Ma all’improvviso a rubare la scena non era più quella dannata palla infernale chiamata sole, ma un cavallo. Il cavallo era di razza, e nero come la pece. Scusate come notte, cosa molto rara da vedere nel deserto, ma la cosa che spiccava di più era il suo cavaliere: un ragazzo di corporatura allenata, e con un viso lucente, e ignoto, e con un perfetto vestito alla gentleman di color nero, con degli stivali con attaccati gli speroni, e come copricapo aveva una elegante bombetta tutta nera.  

Il cavallo era al passo veloce aumentato sempre di più dal cavaliere, ma lui non abbandonava per nessuna ragione la sua posa da perfetto gentleman. Infatti dopo un po’ cadde rischiando l’osso del collo, picchiando i suoi teneri su un cactus. Urla lancinanti echeggiavano nel deserto.

Comunque il tutto pareva duro fino alla comparsa in lontananza di un paesino chiamato dai locali Busto Arsizio.  Alla vicinanza con il paesino il cavaliere cominciò a far rallentare il suo cavallo fino ad arrivare a un trotto leggero e in fine alla passeggiata.

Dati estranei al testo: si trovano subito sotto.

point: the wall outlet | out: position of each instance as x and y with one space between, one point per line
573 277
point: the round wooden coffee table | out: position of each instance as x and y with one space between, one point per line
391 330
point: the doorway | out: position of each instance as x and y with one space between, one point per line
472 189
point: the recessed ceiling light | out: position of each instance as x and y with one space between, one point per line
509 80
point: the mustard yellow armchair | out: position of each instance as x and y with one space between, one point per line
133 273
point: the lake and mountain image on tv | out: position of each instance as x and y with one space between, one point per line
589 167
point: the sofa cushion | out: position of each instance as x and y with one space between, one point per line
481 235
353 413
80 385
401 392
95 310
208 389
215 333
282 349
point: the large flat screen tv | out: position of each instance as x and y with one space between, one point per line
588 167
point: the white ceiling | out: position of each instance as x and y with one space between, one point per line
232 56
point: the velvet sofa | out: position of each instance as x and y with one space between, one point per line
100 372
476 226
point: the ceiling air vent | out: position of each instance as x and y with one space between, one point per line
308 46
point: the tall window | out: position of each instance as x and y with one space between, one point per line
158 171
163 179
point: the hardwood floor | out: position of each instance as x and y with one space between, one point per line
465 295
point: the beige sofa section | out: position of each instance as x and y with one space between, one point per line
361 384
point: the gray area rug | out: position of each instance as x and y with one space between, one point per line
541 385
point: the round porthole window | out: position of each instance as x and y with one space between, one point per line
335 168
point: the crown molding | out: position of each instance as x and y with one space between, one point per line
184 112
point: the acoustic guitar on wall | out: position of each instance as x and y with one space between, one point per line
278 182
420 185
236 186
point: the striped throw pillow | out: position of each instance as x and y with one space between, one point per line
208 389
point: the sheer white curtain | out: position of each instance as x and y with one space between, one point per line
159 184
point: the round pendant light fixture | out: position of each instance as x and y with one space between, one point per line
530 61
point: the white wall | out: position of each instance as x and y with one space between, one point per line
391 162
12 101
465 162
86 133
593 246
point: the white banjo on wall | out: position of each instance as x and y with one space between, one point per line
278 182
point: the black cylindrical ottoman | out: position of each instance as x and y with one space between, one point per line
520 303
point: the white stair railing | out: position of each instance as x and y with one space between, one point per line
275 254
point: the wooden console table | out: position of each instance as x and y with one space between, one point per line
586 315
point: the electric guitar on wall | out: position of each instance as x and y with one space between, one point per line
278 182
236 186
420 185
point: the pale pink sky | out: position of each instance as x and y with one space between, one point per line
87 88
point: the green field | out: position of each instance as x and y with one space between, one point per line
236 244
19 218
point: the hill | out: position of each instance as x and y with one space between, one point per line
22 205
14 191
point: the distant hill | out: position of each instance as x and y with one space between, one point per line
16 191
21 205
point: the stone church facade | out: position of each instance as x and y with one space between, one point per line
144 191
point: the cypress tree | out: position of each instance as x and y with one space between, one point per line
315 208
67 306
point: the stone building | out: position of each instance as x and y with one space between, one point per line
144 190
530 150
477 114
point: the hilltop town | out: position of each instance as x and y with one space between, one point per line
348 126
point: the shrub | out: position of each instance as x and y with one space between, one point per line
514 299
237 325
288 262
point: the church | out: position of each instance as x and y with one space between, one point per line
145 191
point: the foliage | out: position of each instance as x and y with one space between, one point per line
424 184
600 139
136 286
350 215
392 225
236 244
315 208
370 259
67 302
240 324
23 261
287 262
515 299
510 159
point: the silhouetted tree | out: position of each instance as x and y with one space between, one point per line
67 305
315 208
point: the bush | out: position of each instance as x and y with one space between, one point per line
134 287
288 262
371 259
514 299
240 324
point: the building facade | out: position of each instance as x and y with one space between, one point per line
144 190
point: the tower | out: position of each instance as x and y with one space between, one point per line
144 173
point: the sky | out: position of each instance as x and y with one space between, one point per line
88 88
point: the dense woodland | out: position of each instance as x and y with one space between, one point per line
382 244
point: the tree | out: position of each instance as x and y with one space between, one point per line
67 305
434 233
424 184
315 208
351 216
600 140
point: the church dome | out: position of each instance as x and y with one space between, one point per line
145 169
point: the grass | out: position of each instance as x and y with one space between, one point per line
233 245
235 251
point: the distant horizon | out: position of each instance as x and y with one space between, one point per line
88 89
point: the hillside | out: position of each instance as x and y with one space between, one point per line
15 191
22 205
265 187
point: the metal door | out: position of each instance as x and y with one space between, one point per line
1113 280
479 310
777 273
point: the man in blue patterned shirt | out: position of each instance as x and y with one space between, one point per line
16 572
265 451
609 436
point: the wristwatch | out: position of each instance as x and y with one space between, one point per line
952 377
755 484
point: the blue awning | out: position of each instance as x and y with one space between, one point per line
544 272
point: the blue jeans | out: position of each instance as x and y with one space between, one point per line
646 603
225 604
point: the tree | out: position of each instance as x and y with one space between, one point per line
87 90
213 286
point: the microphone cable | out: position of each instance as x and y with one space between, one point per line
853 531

Il cavaliere si diresse con molta casualità verso alla prima baracca che assomigliasse a un bar o a un fast-food, o a un hotel, smontò da cavallo e lo legò al primo palo dove c’era l’abbeveratoio per gli animali. Prese il grosso borsello legato alla sella e prima di incamminarsi accarezzò il cavallo sulla fronte vicino alla sua criniera dicendo, ehi Fred ci siamo bello mio finalmente. L’uomo dopo aver fatto un po’ di passi si accorse che il suo fidato destriero era scomparso. Il cavaliere tornò verso la strada e lo rivide in lontananza che correva velocemente verso il deserto. Il giovane cavaliere pensò che era ormai il decimo cavallo che chiamava Fred, e che poi scappava via. Comunque ora si poteva vedere meglio il giovane cavaliere, e aveva una semi barba di color rosso scuro, con delle cicatrici sulla fronte, e con degli occhi color fanghiglia, ma la cosa più singolare era la pistola che aveva nel suo cinturone, il manico della pistola era ben decorato con un pregiato legno di quercia.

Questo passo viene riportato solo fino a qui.